En effet, l’apport de gaz est nécessaire pour démarrer le gros V8. En conclusion, la Chevrolet Impala de M. Vaes consomme maintenant presque sept fois moins de carburant qu’auparavant.
Alors, lorsque l’on sait les bénéfices réalisés sur les carburants, aussi bien par les compagnies pétrolières que par les gouvernements (taxes), on comprend mieux que l’invention ne plaisait pas à tout le monde!

En deux mots, cette invention se résumait en une petite boîte cylindrique qui transformait l’eau en oxygène et en hydrogène (souvenez vous des expériences de physique à l’école!). Les deux gaz ainsi produits sont alors injectés dans l’admission et dans l’arrivée d’air du carburateur. Mais, théoriquement, la décomposition de l’eau par électrolyse est très lente et demande beaucoup d’énergie électrique. Le MASER (Microwave Amplification by Stimuled Emission of Radiation, signifiant amplification de micro-ondes par émission induite de rayonnement) fixé sur la petite boîte cylindrique accélère la séparation de l’eau en oxygène et en hydrogène. Quant à l’énergie électrique nécessaire, elle n’est pas plus importante que celle consommée par un feu de position grâce à deux membranes poreuses polarisées (commercialisées au Japon) qui, installées dans la fameuse petite boîte, permettent de séparer l’oxygène et l’hydrogène.

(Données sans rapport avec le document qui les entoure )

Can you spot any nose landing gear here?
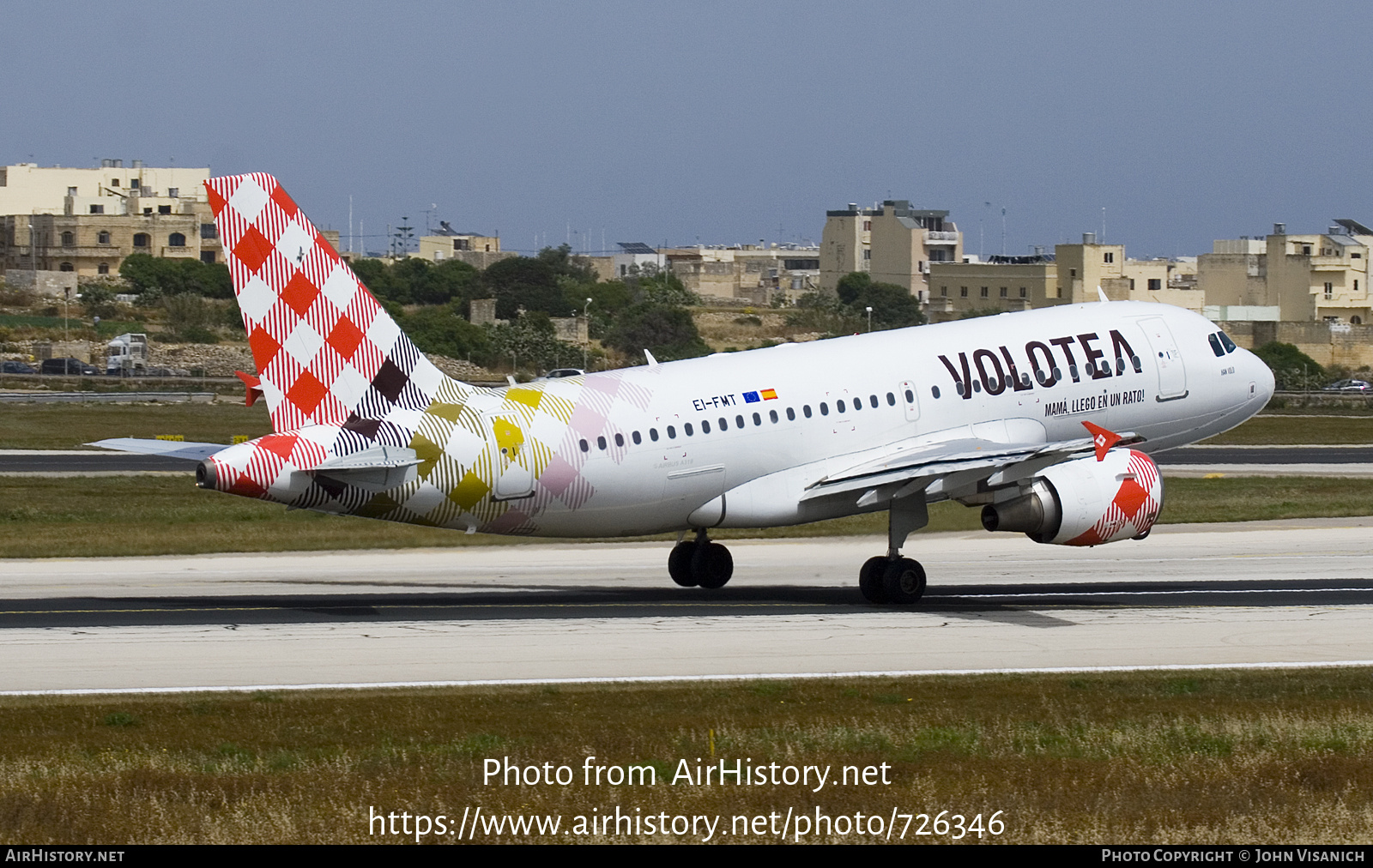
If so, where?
[668,528,735,591]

Décédé depuis plusieurs années, Hector Vaes n’aura pas eu le loisir de voir sa réalisation commercialisée et produite en grande série.

Mais M. Vaes n’est pas le précurseur dans le domaine du moteur à eau.

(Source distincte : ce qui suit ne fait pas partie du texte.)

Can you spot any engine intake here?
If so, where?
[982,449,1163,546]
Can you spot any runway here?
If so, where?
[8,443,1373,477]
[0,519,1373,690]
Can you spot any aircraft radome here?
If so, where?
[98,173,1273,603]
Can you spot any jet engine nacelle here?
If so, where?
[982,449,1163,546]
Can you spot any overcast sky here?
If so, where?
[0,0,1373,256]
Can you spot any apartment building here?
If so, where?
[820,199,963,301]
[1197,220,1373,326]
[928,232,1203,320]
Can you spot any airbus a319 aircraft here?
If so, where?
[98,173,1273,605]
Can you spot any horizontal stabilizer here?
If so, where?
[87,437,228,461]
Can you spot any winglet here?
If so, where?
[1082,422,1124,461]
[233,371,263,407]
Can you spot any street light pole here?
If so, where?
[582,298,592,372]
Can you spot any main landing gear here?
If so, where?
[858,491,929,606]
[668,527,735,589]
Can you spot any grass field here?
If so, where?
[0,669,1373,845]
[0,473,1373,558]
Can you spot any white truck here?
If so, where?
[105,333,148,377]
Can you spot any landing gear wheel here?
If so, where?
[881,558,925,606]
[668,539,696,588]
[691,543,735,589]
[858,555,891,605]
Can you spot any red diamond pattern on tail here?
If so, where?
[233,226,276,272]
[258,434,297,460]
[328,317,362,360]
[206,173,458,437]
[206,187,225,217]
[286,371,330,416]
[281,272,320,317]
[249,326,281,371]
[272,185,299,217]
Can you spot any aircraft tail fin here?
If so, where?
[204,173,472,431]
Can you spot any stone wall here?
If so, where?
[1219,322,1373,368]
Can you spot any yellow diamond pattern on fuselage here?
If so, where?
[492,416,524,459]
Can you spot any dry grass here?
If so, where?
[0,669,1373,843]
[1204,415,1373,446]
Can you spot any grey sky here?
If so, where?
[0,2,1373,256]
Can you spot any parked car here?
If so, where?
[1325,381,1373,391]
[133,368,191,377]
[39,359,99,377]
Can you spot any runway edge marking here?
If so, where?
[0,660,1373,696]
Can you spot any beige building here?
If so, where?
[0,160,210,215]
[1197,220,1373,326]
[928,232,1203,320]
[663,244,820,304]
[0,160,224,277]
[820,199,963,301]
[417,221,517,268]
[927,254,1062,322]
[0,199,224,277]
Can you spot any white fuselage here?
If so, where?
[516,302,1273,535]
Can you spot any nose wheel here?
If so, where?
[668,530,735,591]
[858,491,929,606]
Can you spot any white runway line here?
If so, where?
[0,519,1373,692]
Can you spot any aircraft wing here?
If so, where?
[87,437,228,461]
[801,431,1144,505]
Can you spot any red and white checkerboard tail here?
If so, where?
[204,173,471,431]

Déjà en 1930, Charles Nelson Pogue avait testé avec succès un système à eau avec la complicité du constructeur Ford. Cet inventeur américain avait créé un super carburateur qui augmentait le taux d’octane du carburant volatilisé en présence de vapeur d’eau. En 1932, il est censé avoir parcouru 320 km au volant de sa Ford V8 en ne consommant que 1,1 litre d’essence aux 100 km. A cette époque l’invention avait été passée sous silence… Le jour où les gisements de pétrole seront épuisés, peut-être reverrons-nous ces brevets resurgir (par le plus grand hasard!) des fonds de tiroirs de ces multinationales qui y trouveront alors une source de profit.